Amazon Kinesis is a fully managed service that can handle large volumes of streaming data in real-time. It can receive and process data continuously from various sources, such as log files, IoT devices, social media feeds, and more. Kinesis can also store the data for up to 7 days and provide real-time analytics for the incoming data streams.

Sending all the log events to Amazon Kinesis will allow the customer to consolidate their log streams into one single system. The Kinesis client process can apply heuristics to the logs in real-time, allowing for immediate analysis and detection of any issues or anomalies. Kinesis can also scale automatically based on the incoming data volume, ensuring that the customer can handle any spikes in data traffic.
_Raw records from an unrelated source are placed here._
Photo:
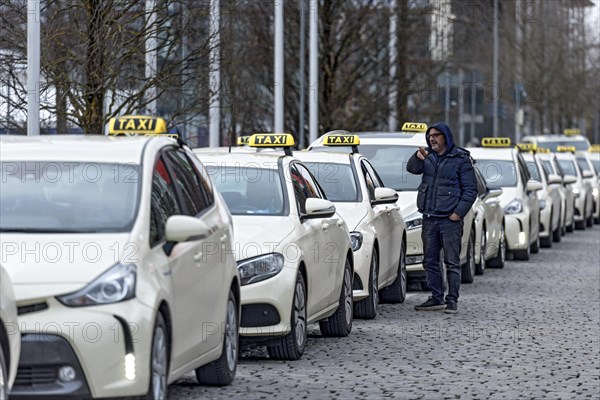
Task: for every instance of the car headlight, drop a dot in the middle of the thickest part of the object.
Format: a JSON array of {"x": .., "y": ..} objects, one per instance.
[
  {"x": 414, "y": 221},
  {"x": 514, "y": 207},
  {"x": 115, "y": 285},
  {"x": 356, "y": 240},
  {"x": 259, "y": 268}
]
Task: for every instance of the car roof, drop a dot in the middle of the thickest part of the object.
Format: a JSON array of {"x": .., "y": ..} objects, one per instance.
[{"x": 73, "y": 148}]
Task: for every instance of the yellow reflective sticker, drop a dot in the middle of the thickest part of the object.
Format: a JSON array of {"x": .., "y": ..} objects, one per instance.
[
  {"x": 138, "y": 124},
  {"x": 341, "y": 140},
  {"x": 271, "y": 140},
  {"x": 414, "y": 127},
  {"x": 495, "y": 142},
  {"x": 527, "y": 147},
  {"x": 572, "y": 131},
  {"x": 566, "y": 149}
]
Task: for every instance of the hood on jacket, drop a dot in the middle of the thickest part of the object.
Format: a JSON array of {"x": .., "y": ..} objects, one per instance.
[{"x": 445, "y": 129}]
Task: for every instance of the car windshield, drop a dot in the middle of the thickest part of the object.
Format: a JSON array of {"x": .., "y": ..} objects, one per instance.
[
  {"x": 68, "y": 197},
  {"x": 498, "y": 173},
  {"x": 568, "y": 167},
  {"x": 337, "y": 180},
  {"x": 250, "y": 191},
  {"x": 390, "y": 163}
]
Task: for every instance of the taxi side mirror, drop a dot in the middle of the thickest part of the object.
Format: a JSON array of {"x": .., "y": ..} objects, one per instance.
[
  {"x": 318, "y": 208},
  {"x": 183, "y": 228},
  {"x": 554, "y": 178},
  {"x": 384, "y": 196},
  {"x": 533, "y": 185}
]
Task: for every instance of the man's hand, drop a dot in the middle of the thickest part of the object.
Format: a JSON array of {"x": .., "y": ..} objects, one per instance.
[{"x": 455, "y": 217}]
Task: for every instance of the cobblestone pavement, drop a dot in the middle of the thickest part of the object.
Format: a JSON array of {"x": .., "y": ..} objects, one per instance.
[{"x": 530, "y": 330}]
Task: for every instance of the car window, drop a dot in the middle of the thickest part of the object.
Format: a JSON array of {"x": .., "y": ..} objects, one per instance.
[
  {"x": 163, "y": 202},
  {"x": 191, "y": 193}
]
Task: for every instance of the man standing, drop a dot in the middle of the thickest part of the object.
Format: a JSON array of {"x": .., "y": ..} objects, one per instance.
[{"x": 447, "y": 192}]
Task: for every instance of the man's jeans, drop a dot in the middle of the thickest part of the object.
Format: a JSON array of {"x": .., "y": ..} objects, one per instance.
[{"x": 438, "y": 234}]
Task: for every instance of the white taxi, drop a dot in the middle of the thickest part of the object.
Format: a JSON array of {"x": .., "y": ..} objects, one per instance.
[
  {"x": 10, "y": 337},
  {"x": 549, "y": 196},
  {"x": 389, "y": 153},
  {"x": 293, "y": 249},
  {"x": 373, "y": 217},
  {"x": 503, "y": 167},
  {"x": 114, "y": 246},
  {"x": 584, "y": 199}
]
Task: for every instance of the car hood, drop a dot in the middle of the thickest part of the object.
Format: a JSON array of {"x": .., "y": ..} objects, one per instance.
[
  {"x": 352, "y": 213},
  {"x": 253, "y": 237},
  {"x": 43, "y": 265}
]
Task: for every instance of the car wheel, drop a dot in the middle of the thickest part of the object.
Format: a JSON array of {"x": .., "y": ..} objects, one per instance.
[
  {"x": 468, "y": 268},
  {"x": 367, "y": 308},
  {"x": 159, "y": 360},
  {"x": 221, "y": 372},
  {"x": 292, "y": 345},
  {"x": 340, "y": 323},
  {"x": 396, "y": 292},
  {"x": 480, "y": 268},
  {"x": 500, "y": 258}
]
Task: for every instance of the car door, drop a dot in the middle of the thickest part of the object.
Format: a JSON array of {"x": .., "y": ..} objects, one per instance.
[{"x": 196, "y": 274}]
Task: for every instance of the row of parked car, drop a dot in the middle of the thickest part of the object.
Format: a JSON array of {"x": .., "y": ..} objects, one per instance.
[{"x": 130, "y": 261}]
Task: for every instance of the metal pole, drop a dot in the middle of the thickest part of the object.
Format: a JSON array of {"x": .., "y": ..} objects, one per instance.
[
  {"x": 279, "y": 78},
  {"x": 214, "y": 110},
  {"x": 33, "y": 68},
  {"x": 313, "y": 112},
  {"x": 495, "y": 72},
  {"x": 151, "y": 56},
  {"x": 393, "y": 87},
  {"x": 302, "y": 66}
]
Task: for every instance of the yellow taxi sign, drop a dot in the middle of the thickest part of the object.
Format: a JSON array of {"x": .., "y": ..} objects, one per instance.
[
  {"x": 527, "y": 147},
  {"x": 138, "y": 124},
  {"x": 495, "y": 142},
  {"x": 341, "y": 140},
  {"x": 271, "y": 140},
  {"x": 572, "y": 131},
  {"x": 414, "y": 127},
  {"x": 243, "y": 140},
  {"x": 566, "y": 149}
]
In addition, Kinesis can be used to store the logs for up to 7 days, which can be accessed for further analysis or validation of heuristics. This meets the customer's requirement of going back to data samples extracted from the last 12 hours, as they can retrieve the necessary logs from Kinesis.

Option A, sending all the log events to Amazon SQS and setting up an Auto Scaling group of EC2 servers to consume the logs and apply the heuristics, is not the best approach because SQS is a message queuing service, and is not designed for real-time processing of streaming data. Using EC2 servers to consume the logs can also be inefficient and costly.

Option C, configuring Amazon Cloud Trail to receive custom logs and using EMR to apply heuristics to the logs, is not the best approach because Cloud Trail is primarily used for auditing and monitoring API calls made in AWS, and not for collecting and processing application logs or other types of logs.

Option D, setting up an Auto Scaling group of EC2 Syslog servers and storing the logs in S3, and using EMR to apply heuristics on the logs, is not the best approach because it requires managing and scaling the EC2 servers manually, which can be time-consuming and costly. In addition, S3 is not designed for real-time processing of streaming data, and EMR may not be the best tool for real-time analysis of logs.